Una dolce tradizione
La Piadina della Madonna del Fuoco: a Forlì un dolce antico al passo con la modernità
È proprio il caso di dirlo: a Forlì non è il 4 febbraio senza la Piadina della Madonna del Fuoco. Chiunque abbia passeggiato almeno una volta per le strade del centro durante la festa cittadina conosce benissimo il profumo di questo dolce tipico, e anche per chi dovesse essere in preda all’influenza stagionale e si trovasse con il naso chiuso, è impossibile non notare le decine di bancarelle con esposte queste cataste di prodotti panificati dai gusti che – con l’avvento dei tempi moderni – sono diventati tra i più vari (e non senza polemiche).
Dimenticate dunque l’immagine della piadina che avete in mente, perché in quella “della Madonna” invece che crudo e squacquerone ci vanno al massimo marzapane, uvetta o crema, per una tipologia di dolce che può avvicinarsi a un maritozzo in salsa romagnola.
Ma che origini ha questa tradizionale preparazione legata alla celebrazione della patrona forlivese? Lo abbiamo chiesto a Marino Mambelli, ricercatore e saggista, fondatore e direttore di Forlipedia. “Diciamo intanto che a Forlì chiamiamo piadina tutto quello che è schiacciato e si mangia – dichiara Mambelli – ma la Piadina della Madonna ha una storia particolare. La leggenda vuole che, in un passato non precisato, ci fosse in corso una pesante carestia a Forlì e, per cercare di alleviare le sofferenze dei fedeli e tirare su il loro morale in vista del 4 febbraio, in cattedrale si decise di vendere i voti e utilizzare i proventi delle offerte per acquistare degli ingredienti atti alla preparazione di un pane dolce che fu mangiato proprio durante la festa.”
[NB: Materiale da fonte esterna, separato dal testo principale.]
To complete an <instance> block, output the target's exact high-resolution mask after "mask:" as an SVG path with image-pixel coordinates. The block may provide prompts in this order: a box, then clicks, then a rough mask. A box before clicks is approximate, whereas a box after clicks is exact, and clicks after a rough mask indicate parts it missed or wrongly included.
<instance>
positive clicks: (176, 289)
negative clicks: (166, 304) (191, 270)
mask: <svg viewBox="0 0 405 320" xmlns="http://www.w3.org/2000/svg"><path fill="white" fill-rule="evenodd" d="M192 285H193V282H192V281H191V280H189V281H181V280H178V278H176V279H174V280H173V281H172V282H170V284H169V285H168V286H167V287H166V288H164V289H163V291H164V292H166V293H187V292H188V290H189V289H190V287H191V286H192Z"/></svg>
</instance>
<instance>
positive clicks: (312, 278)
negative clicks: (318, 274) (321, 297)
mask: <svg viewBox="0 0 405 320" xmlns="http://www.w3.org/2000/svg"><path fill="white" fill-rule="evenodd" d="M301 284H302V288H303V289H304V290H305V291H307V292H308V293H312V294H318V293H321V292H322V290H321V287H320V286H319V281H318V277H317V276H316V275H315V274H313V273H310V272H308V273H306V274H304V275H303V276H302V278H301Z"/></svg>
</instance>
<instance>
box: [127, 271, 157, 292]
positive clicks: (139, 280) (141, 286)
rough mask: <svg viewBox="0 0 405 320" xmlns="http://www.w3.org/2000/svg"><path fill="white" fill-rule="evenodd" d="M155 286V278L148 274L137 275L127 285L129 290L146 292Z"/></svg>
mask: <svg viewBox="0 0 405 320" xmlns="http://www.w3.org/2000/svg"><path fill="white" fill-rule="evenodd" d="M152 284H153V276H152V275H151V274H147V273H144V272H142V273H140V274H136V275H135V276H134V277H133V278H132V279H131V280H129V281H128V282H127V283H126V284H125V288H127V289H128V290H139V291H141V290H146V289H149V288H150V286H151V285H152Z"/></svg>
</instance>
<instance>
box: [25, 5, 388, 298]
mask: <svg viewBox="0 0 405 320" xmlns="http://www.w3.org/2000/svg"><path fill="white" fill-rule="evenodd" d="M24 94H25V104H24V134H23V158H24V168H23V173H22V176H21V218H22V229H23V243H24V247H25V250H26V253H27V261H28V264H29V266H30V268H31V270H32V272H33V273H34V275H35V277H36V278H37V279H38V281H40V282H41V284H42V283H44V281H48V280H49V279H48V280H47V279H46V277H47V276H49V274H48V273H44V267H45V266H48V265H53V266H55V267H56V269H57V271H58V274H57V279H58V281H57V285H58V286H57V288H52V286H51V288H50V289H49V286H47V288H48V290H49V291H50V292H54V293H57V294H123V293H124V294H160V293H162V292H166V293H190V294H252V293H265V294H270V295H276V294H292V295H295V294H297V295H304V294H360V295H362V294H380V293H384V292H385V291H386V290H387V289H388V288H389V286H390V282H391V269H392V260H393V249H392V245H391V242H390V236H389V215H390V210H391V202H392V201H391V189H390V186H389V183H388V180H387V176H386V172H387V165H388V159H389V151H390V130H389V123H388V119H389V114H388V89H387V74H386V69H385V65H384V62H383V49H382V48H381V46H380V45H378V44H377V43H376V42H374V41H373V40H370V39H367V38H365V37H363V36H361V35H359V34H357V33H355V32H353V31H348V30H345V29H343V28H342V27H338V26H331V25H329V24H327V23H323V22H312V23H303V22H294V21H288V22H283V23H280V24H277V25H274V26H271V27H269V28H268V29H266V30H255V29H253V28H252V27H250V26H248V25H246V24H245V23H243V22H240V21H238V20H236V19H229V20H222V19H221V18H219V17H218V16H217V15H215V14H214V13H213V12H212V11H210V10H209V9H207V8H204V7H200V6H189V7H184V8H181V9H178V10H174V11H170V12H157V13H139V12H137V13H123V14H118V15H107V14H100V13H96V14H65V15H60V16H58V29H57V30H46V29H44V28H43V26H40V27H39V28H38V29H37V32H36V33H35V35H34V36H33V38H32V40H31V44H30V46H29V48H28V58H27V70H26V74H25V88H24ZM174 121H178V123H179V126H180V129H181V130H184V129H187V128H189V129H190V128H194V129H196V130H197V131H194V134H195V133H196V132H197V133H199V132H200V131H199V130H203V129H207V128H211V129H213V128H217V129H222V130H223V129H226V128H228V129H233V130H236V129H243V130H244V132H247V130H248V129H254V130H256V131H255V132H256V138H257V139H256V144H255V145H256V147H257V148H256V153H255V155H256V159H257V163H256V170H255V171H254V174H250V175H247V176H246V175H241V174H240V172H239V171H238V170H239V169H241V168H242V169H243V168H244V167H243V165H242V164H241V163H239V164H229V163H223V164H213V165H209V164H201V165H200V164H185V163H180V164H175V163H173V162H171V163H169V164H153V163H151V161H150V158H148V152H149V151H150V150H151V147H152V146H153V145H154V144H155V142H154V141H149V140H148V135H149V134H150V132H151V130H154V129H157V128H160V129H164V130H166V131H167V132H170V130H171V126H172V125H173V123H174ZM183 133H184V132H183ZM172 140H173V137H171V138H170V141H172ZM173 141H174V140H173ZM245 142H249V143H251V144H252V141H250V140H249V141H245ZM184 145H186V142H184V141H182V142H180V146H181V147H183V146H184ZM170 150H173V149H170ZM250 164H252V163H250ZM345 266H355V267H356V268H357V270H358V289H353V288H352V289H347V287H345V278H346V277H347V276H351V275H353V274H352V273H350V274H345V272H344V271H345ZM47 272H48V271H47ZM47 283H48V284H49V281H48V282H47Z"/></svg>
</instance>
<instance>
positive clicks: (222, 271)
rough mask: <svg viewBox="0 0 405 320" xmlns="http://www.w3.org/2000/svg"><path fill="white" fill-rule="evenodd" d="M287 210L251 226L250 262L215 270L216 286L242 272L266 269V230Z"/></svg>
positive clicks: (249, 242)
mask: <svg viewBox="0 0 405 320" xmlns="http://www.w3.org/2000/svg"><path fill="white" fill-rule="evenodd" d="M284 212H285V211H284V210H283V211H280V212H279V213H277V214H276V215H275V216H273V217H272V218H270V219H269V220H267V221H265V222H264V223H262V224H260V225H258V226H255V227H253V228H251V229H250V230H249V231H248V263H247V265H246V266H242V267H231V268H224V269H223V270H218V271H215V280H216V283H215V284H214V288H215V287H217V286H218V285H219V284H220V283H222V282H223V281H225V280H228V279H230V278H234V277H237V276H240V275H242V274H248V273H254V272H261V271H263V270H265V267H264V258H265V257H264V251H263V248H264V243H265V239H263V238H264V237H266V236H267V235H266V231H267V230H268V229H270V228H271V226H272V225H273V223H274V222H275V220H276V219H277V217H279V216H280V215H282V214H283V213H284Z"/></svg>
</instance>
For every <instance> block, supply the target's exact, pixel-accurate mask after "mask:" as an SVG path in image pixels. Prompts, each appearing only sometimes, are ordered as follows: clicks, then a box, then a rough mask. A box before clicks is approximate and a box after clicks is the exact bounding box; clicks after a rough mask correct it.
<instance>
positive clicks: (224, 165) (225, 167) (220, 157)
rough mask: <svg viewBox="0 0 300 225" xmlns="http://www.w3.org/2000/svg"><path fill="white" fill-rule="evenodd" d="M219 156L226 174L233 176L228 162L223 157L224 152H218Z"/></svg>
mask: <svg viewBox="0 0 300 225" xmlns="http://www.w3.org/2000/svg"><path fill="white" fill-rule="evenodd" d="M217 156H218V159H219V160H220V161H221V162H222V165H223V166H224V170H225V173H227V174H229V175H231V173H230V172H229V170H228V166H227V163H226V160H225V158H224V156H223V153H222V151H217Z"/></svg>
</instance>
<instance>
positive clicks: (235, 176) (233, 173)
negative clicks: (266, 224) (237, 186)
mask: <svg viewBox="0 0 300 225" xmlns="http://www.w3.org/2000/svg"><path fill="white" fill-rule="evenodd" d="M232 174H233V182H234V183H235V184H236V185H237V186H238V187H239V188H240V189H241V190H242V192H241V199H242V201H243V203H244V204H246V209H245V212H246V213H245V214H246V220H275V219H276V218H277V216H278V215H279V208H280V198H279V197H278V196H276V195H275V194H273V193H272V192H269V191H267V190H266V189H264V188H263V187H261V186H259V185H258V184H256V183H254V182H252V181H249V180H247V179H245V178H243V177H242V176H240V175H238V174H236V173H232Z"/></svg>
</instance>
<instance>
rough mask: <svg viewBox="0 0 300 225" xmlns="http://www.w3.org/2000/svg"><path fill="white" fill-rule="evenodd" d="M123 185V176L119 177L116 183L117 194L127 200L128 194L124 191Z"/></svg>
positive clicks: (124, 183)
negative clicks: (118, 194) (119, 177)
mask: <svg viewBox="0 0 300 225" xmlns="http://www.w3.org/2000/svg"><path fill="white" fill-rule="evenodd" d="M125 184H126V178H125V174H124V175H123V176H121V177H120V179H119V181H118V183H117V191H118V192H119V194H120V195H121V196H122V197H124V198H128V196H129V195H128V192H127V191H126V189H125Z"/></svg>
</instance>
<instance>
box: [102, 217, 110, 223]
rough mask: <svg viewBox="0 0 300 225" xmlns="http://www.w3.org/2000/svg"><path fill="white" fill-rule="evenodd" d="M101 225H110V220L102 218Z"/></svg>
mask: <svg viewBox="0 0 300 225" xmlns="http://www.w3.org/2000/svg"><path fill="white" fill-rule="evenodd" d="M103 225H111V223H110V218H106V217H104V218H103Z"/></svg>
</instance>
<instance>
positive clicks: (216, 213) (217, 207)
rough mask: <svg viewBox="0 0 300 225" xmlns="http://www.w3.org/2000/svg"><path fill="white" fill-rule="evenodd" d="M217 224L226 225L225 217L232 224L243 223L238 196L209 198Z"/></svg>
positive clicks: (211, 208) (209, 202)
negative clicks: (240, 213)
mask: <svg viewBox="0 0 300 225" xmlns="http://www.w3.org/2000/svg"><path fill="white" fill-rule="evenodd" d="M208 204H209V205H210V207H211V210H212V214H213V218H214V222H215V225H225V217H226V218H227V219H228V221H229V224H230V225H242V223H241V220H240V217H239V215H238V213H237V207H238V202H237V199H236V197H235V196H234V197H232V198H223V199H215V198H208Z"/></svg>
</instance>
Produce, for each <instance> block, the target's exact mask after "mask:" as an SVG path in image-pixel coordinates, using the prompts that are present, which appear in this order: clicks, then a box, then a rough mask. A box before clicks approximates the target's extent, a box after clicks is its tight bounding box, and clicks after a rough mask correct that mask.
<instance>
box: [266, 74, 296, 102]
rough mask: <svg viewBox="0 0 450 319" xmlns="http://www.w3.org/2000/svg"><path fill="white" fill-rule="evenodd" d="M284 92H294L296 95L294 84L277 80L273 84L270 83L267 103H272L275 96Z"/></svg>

Una preparazione improvvisata, dunque, per fronteggiare una situazione d’emergenza, ma che è riuscita ad affondare le proprie radici in profondità e ad arrivare ai giorni nostri (quasi) intatta. Sì, perché – come premesso – questa focaccia dolce che da tradizione presentava esclusivamente un aroma di anice, con il tempo è cambiata, adattandosi ai gusti (e dunque al mercato) e arricchendosi sempre di più.
È la testimonianza che ci ha portato anche Sandro Cecchini, dell’omonimo forno forlivese arrivato ormai alla quarta generazione: “Quella che vedevo preparare cinquant’anni fa era semplice – ricorda Cecchini – con impasto all’anice e degli zuccherini sopra, al massimo si inseriva una strisciolina di marzapane. Come tutti i dolci poi negli anni c’è stata un’evoluzione, che ha portato arricchimenti e sempre più condimenti, e anche la piadina della Madonna ha seguito questo percorso: oggi quella con la crema va per la maggiore ma ci si mette di tutto e di più, dalle marmellate alla crema al cioccolato passando per quella al pistacchio. Secondo me non è una cosa positiva – si fa scappare il mastro fornaio – ma la gente lo chiede…”.
Un’origine che parte dunque in un contesto sacro e si sviluppa in quello mondano, arrivando ad alcuni sacrilegi culinari che i puristi fanno fatica a tollerare, ma che le generazioni più giovani sembrano amare, in quello che è pur sempre un modo di portare avanti la tradizione.